One of the Perl predefined variables is %INC (not to be confused with the library search path @INC).
As per the perldoc:
%INC The hash %INC contains entries for each filename included via the "do", "require", or "use" operators. The key is the filename you specified (with module names con- verted to pathnames), and the value is the location of the file found. The "require" operator uses this hash to determine whether a particular file has already been included. If the file was loaded via a hook (e.g. a subroutine reference, see "require" in perlfunc for a description of these hooks), this hook is by default inserted into %INC in place of a filename.
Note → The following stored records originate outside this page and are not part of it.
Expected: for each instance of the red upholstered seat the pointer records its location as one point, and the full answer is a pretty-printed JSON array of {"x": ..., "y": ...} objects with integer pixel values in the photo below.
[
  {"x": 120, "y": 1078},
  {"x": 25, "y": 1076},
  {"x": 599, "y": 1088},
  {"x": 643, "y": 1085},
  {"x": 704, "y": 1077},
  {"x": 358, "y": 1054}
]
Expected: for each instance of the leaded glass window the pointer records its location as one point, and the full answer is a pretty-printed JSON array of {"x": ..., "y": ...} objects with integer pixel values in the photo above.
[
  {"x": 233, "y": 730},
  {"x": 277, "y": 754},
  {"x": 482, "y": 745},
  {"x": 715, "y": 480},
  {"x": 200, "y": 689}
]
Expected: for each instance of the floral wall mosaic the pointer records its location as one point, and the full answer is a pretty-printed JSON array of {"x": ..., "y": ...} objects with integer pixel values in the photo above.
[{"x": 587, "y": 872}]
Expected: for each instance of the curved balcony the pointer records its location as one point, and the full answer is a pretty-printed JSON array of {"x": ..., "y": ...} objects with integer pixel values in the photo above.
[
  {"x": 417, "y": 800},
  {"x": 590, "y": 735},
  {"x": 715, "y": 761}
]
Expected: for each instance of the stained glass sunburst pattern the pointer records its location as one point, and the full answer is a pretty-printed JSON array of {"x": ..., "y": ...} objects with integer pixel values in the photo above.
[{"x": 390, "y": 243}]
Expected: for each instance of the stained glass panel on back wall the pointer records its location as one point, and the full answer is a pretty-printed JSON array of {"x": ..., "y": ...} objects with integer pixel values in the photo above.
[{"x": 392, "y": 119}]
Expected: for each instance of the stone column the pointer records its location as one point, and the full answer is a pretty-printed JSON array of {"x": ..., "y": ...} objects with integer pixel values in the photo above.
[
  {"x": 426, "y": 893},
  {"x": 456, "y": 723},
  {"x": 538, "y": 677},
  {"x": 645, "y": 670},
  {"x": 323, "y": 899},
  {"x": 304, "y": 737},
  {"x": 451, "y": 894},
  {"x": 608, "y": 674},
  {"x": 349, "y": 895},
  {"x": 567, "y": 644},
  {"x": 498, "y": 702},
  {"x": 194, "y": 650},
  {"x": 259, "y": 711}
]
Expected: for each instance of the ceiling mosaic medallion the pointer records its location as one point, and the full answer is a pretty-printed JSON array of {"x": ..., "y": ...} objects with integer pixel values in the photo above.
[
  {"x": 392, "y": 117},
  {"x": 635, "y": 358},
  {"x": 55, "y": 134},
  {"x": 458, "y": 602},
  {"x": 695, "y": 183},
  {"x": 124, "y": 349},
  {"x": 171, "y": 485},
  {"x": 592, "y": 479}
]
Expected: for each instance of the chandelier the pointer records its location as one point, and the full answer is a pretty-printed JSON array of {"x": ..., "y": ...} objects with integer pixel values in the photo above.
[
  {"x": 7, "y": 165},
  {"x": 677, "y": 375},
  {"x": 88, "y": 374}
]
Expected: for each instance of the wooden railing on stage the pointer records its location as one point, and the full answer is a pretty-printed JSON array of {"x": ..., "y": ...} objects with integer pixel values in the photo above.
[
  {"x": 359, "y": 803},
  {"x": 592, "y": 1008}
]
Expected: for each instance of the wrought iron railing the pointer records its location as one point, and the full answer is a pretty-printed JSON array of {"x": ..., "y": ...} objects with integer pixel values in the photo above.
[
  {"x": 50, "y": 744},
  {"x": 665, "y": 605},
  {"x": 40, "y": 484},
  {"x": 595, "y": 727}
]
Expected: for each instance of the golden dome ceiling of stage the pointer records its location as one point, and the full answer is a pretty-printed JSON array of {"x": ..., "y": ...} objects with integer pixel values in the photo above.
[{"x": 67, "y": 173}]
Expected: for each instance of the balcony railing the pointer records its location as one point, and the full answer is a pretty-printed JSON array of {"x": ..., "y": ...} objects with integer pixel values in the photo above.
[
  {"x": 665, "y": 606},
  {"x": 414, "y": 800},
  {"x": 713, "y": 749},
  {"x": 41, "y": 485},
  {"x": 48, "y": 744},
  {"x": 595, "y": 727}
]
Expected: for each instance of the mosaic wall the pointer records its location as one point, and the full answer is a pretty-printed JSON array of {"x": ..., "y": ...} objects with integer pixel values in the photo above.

Note, however, that the hook may have set the %INC entry by itself to provide some more specific info.
So to get a run-time report of what modules are in use, and where the source files were, just print out %INC:
1 use Data::Dumper; 2 print Data::Dumper:;Dumper(\%INC);
For example:
1 $ perl -MData::Dumper -MEnglish -MCGI -e 'print Data::Dumper::Dumper(\%INC)' 2 $VAR1 = { 3 'warnings/register.pm' => '/usr/lib/perl5/5.8.6/warnings/register.pm', 4 'bytes.pm' => '/usr/lib/perl5/5.8.6/bytes.pm', 5 'Carp.pm' => '/usr/lib/perl5/5.8.6/Carp.pm', 6 'XSLoader.pm' => '/usr/lib/perl5/5.8.6/i386-linux-thread-multi/XSLoader.pm', 7 'English.pm' => '/usr/lib/perl5/5.8.6/English.pm', 8 'Exporter/Heavy.pm' => '/usr/lib/perl5/5.8.6/Exporter/Heavy.pm', 9 'vars.pm' => '/usr/lib/perl5/5.8.6/vars.pm', 10 'strict.pm' => '/usr/lib/perl5/5.8.6/strict.pm', 11 'Exporter.pm' => '/usr/lib/perl5/5.8.6/Exporter.pm', 12 'constant.pm' => '/usr/lib/perl5/5.8.6/constant.pm', 13 'warnings.pm' => '/usr/lib/perl5/5.8.6/warnings.pm', 14 'CGI/Util.pm' => '/usr/lib/perl5/5.8.6/CGI/Util.pm', 15 'overload.pm' => '/usr/lib/perl5/5.8.6/overload.pm', 16 'CGI.pm' => '/usr/lib/perl5/5.8.6/CGI.pm', 17 'Data/Dumper.pm' => '/usr/lib/perl5/5.8.6/i386-linux-thread-multi/Data/Dumper.pm' 18 };
Here's the perldoc on PerlDoc:perlvar.
Of course, there must be a gotch...
Modifying %INC is a common way to trick Perl into believing that a module has already been loaded (for instance when using something like Test::MockObject) but when that happens the hash value set is usually not a path to a file. That said - this method is not going to be all that reliable if used in an environment in which munging of %INC is going on.